With Mother's Day approaching, I thought I'd write about the last 24 hours with my mother.
Yesterday morning:
Our church was supposed to go on a picnic at this park in Suwanee. It started raining, and it didn't look like it was going to stop, so my dad called all the families to tell them that we couldn't go to the park, we'd have the service at the church. Of course, people asked what we're going to do with the food that they've prepared. My dad didn't have an answer to that yet, but he said that they'd discuss it after service. Well, after a few minutes of calling everyone, he headed downstairs to the kitchen and started cleaning stuff. He was going to tell everyone to come over to our house for the "picnic." My mother had a FIT. She started bitching and whining about how she didn't want people to come over because the house wasn't clean enough, they'll say stuff about how the house is always dirty and she didn't want to hear it, blah, blah, blah. If this was the first time for her to say this kinda thing, I don't think I would've thought anything of it, but it's EVERY TIME that we have people come over that she bitches about the SAME THINGS. Is she EVER gonna get over it? And as the preacher's wife, she's gonna have to at some point get used to the fact that people are going to come over. ARGH.
This morning:
On the way out to take my mom to work, my dad asked me if I could pick up my mom from work because he wants to go to a revival tonight. My mom heard this and started saying things like, "No, then I'm going to take the car! I don't like having those people see how I don't have a car anyway! I'm taking the car!" This meant two things: 1) The car would be parked all day in a parking lot on BUFORD HWY...not exactly the safest place on earth. 2) My dad would not be able to leave the house at all.
After we finally convinced her of letting my dad take her to work, she proceeded to get on my case about how she asked me to write out a couple recipes for her co-worker's daughter, that I was in the process of doing, but was not going to finish doing by the time she had to leave. She just kept going on and on and on about how she asked me to do it DAYS ago, and I was waiting till the last minute, all I had to do was type them up really fast, blah, blah, blah. It really isn't even that important. ARGH.

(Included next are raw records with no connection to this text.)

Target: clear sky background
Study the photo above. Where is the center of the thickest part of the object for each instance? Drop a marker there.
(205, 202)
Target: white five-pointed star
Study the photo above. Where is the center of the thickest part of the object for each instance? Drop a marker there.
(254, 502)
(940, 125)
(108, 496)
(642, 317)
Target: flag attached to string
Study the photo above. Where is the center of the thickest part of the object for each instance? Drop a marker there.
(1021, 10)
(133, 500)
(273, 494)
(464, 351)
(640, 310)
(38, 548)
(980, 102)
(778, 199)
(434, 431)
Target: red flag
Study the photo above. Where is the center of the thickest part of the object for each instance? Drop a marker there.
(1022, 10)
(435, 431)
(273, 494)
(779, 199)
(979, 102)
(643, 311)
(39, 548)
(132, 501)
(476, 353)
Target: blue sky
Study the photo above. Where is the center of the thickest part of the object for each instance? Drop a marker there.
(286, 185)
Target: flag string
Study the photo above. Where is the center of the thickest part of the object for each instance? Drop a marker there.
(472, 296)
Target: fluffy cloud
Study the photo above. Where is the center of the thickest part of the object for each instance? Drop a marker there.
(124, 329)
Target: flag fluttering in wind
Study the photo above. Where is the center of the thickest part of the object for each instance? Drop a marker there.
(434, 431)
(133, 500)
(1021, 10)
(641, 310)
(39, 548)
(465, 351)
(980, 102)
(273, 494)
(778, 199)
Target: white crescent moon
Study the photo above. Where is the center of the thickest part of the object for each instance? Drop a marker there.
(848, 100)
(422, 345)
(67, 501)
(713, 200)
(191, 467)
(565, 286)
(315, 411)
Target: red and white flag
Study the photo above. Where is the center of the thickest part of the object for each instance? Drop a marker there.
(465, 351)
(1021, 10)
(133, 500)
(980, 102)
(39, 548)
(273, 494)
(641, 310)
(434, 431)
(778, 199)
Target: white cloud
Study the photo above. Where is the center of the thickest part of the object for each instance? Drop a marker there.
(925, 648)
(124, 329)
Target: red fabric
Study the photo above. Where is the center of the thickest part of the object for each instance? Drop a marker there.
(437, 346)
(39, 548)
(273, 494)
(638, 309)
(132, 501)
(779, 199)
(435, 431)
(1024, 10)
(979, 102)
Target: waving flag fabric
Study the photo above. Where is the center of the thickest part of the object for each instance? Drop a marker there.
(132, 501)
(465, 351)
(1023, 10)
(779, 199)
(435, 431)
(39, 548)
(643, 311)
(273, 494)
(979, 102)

I feel like all she does is bitch and complain about things. It worries me because I can barely handle it now...it's just gonna get worse once she's older. And I'm afraid that I'm going down that path. Victor likes to joke that I complain and bitch a lot, but I know he's not joking. It's for real...and it'll probably get worse in the future. Is it inevitable? Will I become my mother when I "grow up?" Will someone please just give me a pill that'll stop this madness?
1 comment:
You know Gracie, you do complain, but it's only about your mother. I think you're in the clear. You provide more solutions to everyday things than bemaoning.